Justification for selection of Effect on developmental toxicity: via oral route:
No study is selected since NOAEL for Cu(2Na)IDHA is estimated based on the recommended daily intake of 0.013 mg/kg bw established for copper by WHO. The reason is that the toxicity of Cu(2Na)IDHA is believed to be mediated by copper rather than by the chelate moiety. Additionally, IDHA (and its chelates) are expected to be absorbed more extensively due to the higher oral absorption of IDHA comparing to the absorption of EDTA and its salts.
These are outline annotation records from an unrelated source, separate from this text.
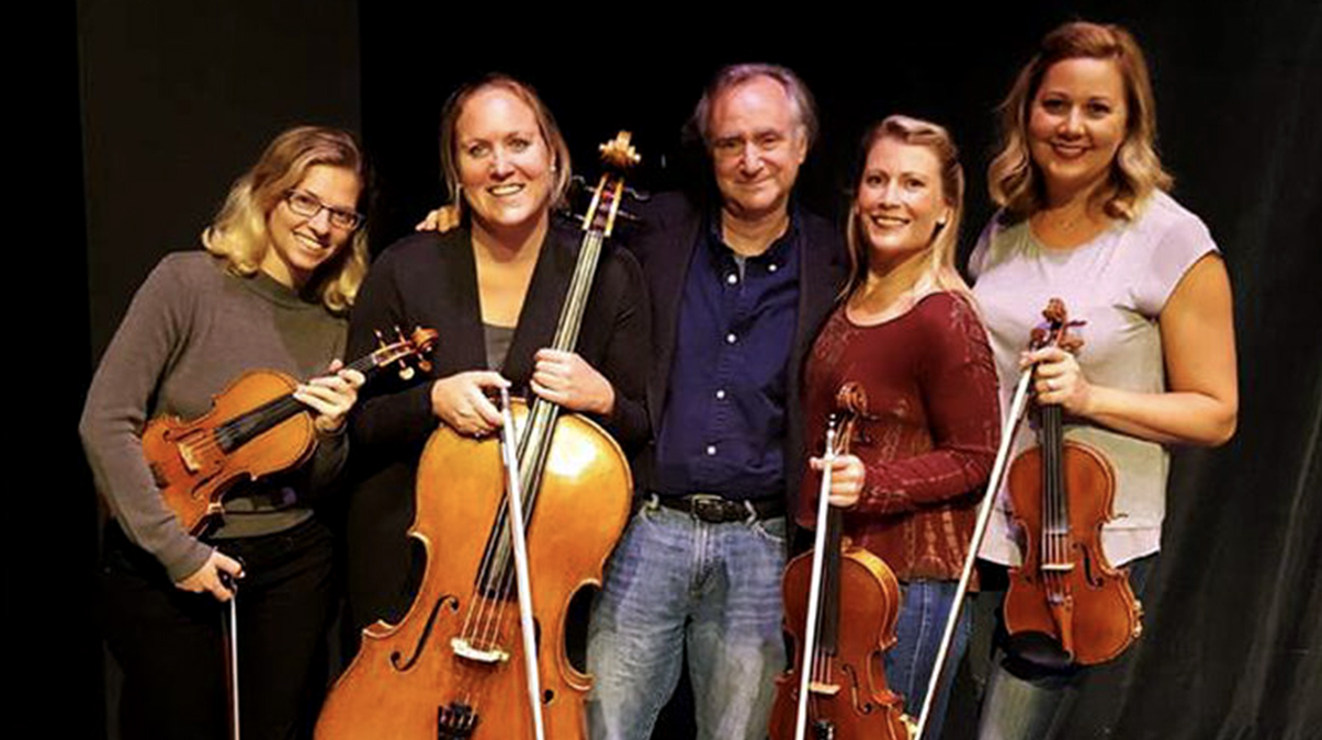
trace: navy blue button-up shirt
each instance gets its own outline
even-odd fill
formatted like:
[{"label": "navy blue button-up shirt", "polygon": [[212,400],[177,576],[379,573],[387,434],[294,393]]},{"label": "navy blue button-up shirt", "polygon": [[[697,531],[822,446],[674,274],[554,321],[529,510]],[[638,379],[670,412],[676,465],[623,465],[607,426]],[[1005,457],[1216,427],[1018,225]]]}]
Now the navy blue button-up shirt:
[{"label": "navy blue button-up shirt", "polygon": [[765,252],[740,258],[709,217],[683,284],[657,439],[662,496],[784,493],[788,362],[798,321],[798,217]]}]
Justification for classification or non-classification

Effects on reproduction and effects on fetal development have not been observed at levels up to 500 mg/kg bw in the combined repeated dose toxicity study with the read-across substance Cu(2Na)EDTA. At the next higher level of 1500/1050 mg/kg bw significant mortality occurred before mating took place. NOAEL of 411 -480 mg/kg bw for males and females, respectively, was established for the chelating agent IDHA for reproductive effects and 1000 mg/kg bw, the highest dose level tested, for developmental effects. However, NOAEL for reproductive and developmental effects for copper (element) are much lower: at 23.6 mg/kg bw there were no reproductive toxic effects in rats but developmental effects were still present at 1.3 mg Cu/kg bw in mice. Therefore, due to the possible higher absorption of Cu(2Na)IDHA complexes comparing to very low absorption of EDTA and its complexes, NOAEL of 218 mg/kg bw for fertility was estimated for Cu(2Na)IDHA based on NOAEL of 23.6 mg/kg bw for copper. Similarly, NOAEL of 0.072 mg/kg bw was estimated for developmental effects based on RDA for copper (0.013 mg/kg bw) established by WHO. Neither reproductive nor developmental effects can be expected at these dose levels.

Based on the results obtained in the available studies and taking into account the provisions laid down in Council Directive 67/548/EEC and CLP, classification with regard to toxicity to reproduction is not required.